Below is MTUG’s official statement:
This year, 50 years after the Stonewall riot, we were cautiously optimistic that we would finally be seen by our own community. Earlier this year, the board of Pride St Louis decided to center gender expansive and trans lived experiences by holding us up as grand marshals in honor of 50 years into our movement. When we agreed to take our place as grand marshals, we agreed to make our bodies vulnerable; we put our most marginalized community members at risk once again, especially our siblings of color. While hesitant, we agreed despite knowing that uniformed, armed police officers who have historically and presently criminalized our bodies would be in the parade. We have strained at best, and violent at worst, relationships with police officers. There has been no indication or effort made to gain an understanding or awareness by the police of who we are and what our community needs from our police officers. We knew that our constituency would be resistant to marching with armed officers however we wanted to work with the Pride Board and Parade team. Once the decision was made to exclude armed, uniformed police officers we finally felt seen, heard, understood and centered. Watching the backlash from white, cisgender gay and lesbian and straight community members, we realize that there is so much more work to be done. More than 50 years into this fight, we are not safe even within our own movement. So what are we going to do now? We don’t know. For right now, our leadership core is at a loss for words. We are disappointed. We are frightened. And, now quite frankly, we are much more aware of the massive targets on our backs put there by the Federal government, our state legislature, and our own community leaders.

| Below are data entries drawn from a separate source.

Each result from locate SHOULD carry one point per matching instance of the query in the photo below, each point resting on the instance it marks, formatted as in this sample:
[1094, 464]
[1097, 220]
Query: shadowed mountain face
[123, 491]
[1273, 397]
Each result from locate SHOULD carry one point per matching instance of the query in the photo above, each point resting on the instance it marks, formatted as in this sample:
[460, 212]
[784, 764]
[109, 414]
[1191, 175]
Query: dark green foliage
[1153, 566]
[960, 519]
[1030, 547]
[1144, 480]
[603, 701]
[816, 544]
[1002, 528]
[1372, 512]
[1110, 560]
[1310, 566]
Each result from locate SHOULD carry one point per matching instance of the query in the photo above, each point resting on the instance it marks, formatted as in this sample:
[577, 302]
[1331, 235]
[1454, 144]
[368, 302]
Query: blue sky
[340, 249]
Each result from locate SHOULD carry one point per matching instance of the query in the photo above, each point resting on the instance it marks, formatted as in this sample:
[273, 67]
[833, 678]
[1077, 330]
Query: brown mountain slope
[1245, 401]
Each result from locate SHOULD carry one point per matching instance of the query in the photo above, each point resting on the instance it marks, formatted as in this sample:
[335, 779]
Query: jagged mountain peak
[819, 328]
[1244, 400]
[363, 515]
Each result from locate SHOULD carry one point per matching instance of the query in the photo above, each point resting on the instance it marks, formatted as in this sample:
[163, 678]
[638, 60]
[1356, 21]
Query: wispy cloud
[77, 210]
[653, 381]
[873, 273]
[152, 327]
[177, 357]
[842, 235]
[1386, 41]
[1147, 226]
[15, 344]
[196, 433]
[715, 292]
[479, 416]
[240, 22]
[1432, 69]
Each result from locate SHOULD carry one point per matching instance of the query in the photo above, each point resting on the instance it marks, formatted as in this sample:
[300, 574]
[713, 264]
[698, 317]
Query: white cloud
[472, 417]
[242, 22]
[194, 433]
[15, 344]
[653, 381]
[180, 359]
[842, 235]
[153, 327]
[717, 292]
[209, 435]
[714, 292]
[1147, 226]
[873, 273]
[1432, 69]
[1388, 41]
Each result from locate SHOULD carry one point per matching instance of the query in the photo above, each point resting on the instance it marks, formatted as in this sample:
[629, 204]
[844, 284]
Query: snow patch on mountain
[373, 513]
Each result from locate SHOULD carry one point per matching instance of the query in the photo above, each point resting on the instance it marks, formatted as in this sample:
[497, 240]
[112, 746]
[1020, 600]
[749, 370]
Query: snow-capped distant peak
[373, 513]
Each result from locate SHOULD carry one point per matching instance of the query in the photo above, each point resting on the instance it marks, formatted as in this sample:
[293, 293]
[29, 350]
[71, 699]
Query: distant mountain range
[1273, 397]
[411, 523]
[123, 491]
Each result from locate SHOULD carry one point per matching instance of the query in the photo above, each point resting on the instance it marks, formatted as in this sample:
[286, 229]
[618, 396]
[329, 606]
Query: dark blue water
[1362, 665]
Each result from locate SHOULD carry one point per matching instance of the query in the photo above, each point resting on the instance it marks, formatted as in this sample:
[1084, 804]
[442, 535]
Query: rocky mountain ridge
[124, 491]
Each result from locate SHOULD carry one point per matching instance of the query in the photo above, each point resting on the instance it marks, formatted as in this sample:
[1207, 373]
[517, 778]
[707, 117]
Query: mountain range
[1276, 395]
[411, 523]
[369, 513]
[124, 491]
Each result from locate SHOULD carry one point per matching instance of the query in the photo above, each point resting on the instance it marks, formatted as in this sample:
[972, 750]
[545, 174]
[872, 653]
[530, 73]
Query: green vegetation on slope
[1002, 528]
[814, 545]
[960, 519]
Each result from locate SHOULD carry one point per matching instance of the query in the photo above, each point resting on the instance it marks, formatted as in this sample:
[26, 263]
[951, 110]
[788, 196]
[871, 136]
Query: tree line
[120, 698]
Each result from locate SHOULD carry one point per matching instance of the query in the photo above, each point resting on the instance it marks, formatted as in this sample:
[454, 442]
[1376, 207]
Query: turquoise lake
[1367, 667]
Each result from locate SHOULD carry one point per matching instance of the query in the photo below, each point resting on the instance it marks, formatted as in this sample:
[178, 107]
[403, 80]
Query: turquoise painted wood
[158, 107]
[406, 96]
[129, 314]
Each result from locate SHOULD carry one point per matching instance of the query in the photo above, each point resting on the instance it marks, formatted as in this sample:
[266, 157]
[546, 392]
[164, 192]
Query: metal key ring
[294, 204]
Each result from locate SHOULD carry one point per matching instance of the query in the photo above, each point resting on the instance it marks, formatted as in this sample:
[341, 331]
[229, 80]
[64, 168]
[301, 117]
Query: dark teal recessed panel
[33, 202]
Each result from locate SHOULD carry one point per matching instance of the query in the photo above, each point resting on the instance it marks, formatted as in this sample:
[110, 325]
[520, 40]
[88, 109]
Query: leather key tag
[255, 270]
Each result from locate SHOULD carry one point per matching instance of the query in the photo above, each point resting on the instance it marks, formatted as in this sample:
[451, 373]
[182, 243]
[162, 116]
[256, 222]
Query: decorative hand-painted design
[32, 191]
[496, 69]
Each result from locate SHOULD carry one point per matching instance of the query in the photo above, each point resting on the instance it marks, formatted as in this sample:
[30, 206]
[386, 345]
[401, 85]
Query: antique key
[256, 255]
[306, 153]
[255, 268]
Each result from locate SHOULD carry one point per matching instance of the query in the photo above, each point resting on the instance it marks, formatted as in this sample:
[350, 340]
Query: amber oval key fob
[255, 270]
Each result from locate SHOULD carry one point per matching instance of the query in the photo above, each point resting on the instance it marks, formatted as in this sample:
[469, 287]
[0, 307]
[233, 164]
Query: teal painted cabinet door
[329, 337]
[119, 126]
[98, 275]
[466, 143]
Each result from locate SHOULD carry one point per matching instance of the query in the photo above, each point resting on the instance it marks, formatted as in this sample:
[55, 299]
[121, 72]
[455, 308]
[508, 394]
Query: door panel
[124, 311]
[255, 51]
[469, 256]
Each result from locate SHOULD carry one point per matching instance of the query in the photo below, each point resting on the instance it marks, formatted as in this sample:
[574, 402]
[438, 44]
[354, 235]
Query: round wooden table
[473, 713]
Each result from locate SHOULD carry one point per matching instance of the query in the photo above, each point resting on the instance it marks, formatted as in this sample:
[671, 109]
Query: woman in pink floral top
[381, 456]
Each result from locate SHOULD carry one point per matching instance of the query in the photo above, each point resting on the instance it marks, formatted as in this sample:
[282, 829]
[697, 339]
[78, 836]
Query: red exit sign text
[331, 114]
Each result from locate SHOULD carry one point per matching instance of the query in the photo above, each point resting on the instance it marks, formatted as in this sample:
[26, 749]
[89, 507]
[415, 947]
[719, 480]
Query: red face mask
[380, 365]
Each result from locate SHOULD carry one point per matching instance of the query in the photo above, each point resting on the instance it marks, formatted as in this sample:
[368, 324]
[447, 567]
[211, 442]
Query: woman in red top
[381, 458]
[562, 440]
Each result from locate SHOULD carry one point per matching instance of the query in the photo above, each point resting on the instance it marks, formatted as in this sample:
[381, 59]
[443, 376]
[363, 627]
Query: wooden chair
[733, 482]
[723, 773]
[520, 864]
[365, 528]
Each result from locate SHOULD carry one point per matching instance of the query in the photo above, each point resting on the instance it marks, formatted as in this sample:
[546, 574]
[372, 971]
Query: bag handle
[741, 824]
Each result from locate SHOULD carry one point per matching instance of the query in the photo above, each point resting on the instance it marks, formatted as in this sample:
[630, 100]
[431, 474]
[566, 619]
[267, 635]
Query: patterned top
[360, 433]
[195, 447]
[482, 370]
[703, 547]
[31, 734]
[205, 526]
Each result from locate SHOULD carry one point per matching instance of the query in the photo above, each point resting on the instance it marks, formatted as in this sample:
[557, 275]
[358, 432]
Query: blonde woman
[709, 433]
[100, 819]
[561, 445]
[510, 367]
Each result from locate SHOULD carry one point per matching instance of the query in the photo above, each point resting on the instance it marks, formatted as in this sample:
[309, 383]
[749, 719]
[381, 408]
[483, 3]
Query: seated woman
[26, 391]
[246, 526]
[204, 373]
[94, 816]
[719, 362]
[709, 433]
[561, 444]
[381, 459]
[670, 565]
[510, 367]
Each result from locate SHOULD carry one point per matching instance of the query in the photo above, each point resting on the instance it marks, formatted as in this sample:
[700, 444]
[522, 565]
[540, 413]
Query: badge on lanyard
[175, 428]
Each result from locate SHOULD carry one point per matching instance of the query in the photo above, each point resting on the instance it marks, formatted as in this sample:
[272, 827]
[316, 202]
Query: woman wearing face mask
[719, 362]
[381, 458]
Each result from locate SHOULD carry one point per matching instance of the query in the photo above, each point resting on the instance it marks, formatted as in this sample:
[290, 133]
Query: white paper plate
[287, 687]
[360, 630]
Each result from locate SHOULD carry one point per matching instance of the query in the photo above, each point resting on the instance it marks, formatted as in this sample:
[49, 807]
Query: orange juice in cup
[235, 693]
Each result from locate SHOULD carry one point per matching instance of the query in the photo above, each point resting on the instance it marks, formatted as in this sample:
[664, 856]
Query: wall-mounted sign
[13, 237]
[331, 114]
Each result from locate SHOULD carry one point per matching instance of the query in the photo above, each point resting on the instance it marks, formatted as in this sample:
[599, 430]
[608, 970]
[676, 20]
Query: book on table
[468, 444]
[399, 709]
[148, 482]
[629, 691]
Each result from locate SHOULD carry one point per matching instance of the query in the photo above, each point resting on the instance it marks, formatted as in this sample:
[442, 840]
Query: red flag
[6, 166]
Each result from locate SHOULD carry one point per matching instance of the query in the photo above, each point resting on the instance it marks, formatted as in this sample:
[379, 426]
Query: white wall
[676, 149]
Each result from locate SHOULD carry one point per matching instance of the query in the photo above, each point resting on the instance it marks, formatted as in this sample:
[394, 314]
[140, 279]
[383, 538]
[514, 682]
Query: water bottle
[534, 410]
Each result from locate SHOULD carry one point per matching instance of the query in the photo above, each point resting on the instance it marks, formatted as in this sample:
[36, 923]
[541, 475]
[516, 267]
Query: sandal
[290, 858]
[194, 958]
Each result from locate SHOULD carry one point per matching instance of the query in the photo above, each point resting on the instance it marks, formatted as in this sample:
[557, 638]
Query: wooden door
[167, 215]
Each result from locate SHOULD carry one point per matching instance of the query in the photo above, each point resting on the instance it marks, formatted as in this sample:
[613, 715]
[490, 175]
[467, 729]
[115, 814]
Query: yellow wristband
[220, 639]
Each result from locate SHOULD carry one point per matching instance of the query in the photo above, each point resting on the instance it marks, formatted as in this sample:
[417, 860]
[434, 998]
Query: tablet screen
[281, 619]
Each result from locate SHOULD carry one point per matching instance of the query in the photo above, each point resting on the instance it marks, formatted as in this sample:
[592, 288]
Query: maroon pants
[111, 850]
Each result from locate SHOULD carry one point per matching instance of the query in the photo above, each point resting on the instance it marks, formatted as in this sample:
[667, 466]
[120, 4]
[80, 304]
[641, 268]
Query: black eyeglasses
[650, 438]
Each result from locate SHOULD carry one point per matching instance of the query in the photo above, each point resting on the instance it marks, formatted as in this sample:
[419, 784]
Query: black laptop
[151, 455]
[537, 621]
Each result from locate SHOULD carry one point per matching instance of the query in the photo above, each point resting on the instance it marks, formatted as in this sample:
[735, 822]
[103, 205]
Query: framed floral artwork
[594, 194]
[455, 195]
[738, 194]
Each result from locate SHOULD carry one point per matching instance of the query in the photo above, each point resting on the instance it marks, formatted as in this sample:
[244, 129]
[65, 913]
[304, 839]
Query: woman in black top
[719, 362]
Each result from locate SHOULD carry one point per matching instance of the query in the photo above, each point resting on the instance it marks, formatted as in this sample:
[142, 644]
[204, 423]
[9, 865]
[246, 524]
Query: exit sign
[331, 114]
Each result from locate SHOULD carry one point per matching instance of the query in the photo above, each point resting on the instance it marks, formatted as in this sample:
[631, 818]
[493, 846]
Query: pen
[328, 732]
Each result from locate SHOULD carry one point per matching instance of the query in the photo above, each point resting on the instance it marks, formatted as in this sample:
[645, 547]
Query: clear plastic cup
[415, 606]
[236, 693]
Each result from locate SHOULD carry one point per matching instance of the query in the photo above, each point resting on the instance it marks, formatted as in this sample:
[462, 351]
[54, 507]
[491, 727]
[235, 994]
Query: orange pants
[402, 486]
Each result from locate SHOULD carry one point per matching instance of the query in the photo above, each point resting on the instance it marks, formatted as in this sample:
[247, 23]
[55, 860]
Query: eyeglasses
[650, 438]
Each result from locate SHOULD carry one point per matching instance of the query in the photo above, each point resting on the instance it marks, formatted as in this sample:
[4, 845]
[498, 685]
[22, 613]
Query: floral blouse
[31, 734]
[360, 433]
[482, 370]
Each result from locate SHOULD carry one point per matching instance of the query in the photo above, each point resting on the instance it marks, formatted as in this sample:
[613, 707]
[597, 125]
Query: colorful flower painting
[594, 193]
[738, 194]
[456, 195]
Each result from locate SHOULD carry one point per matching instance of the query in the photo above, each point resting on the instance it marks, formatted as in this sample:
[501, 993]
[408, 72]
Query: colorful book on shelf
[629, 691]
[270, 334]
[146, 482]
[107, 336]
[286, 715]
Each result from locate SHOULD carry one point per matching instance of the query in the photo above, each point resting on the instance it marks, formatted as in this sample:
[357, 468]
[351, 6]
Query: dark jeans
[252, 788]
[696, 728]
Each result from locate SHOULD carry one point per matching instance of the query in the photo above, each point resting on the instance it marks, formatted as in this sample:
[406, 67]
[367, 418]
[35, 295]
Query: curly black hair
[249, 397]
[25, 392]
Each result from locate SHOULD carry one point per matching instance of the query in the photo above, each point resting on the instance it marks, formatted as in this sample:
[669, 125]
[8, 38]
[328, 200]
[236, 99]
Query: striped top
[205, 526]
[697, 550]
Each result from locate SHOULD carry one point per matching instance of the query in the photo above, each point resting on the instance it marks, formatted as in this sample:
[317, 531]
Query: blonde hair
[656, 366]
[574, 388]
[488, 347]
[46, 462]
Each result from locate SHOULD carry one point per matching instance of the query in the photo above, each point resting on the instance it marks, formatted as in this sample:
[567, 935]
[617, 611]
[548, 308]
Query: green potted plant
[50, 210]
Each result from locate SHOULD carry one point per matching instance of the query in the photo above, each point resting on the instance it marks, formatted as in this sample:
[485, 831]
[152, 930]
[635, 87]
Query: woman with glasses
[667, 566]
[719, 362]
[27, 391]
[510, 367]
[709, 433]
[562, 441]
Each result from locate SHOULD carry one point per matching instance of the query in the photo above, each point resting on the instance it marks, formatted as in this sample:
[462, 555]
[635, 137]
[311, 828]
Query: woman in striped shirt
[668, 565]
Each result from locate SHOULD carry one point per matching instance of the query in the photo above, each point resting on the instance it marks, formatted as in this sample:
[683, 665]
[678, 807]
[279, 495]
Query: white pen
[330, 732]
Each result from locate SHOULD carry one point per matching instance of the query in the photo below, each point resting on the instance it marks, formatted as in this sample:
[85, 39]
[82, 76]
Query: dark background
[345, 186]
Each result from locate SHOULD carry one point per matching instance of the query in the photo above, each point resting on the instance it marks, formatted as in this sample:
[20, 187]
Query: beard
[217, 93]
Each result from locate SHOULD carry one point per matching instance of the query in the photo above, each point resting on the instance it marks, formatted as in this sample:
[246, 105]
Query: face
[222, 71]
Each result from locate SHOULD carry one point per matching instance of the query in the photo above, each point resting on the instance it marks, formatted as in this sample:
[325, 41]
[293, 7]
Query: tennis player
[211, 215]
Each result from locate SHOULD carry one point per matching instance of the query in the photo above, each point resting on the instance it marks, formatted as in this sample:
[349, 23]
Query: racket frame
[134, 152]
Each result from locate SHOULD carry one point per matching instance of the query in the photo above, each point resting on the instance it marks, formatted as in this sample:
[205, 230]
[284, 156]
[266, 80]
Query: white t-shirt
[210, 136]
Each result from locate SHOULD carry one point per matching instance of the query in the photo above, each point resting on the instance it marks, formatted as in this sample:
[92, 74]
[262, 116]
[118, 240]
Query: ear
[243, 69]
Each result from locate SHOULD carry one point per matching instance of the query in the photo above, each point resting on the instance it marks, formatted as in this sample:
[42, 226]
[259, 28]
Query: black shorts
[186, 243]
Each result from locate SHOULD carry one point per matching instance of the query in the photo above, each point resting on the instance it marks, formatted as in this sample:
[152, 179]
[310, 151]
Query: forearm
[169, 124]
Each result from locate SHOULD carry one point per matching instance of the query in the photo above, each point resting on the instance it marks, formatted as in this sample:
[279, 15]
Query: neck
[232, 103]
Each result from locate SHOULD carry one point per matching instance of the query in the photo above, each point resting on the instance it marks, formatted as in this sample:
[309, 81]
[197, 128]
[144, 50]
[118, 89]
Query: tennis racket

An irony in all this is many of MTUG’s natural allies sat on their hands due to their general opposition to Pride St. Louis, ceding the field entirely to those opposed to the proposal. That of course was not helpful, but will be self-serving for the masturbatory cynics who can now say “I told you so.”
Pride is a community organization that answers to the community. They held firm longer than I could have expected, and hopefully the concession they won has some impact on the lives of people in our community. I commend their efforts.
I believe in the long run some good will come from this, mainly a better understanding of Trans issues. But for now, calls for unity will ring hollow after refusing to even listen to one another. We all limp towards Stonewall 50 battered and bruised.
And for those who have been drunk on rage, you’re going to have a hangover from Hell.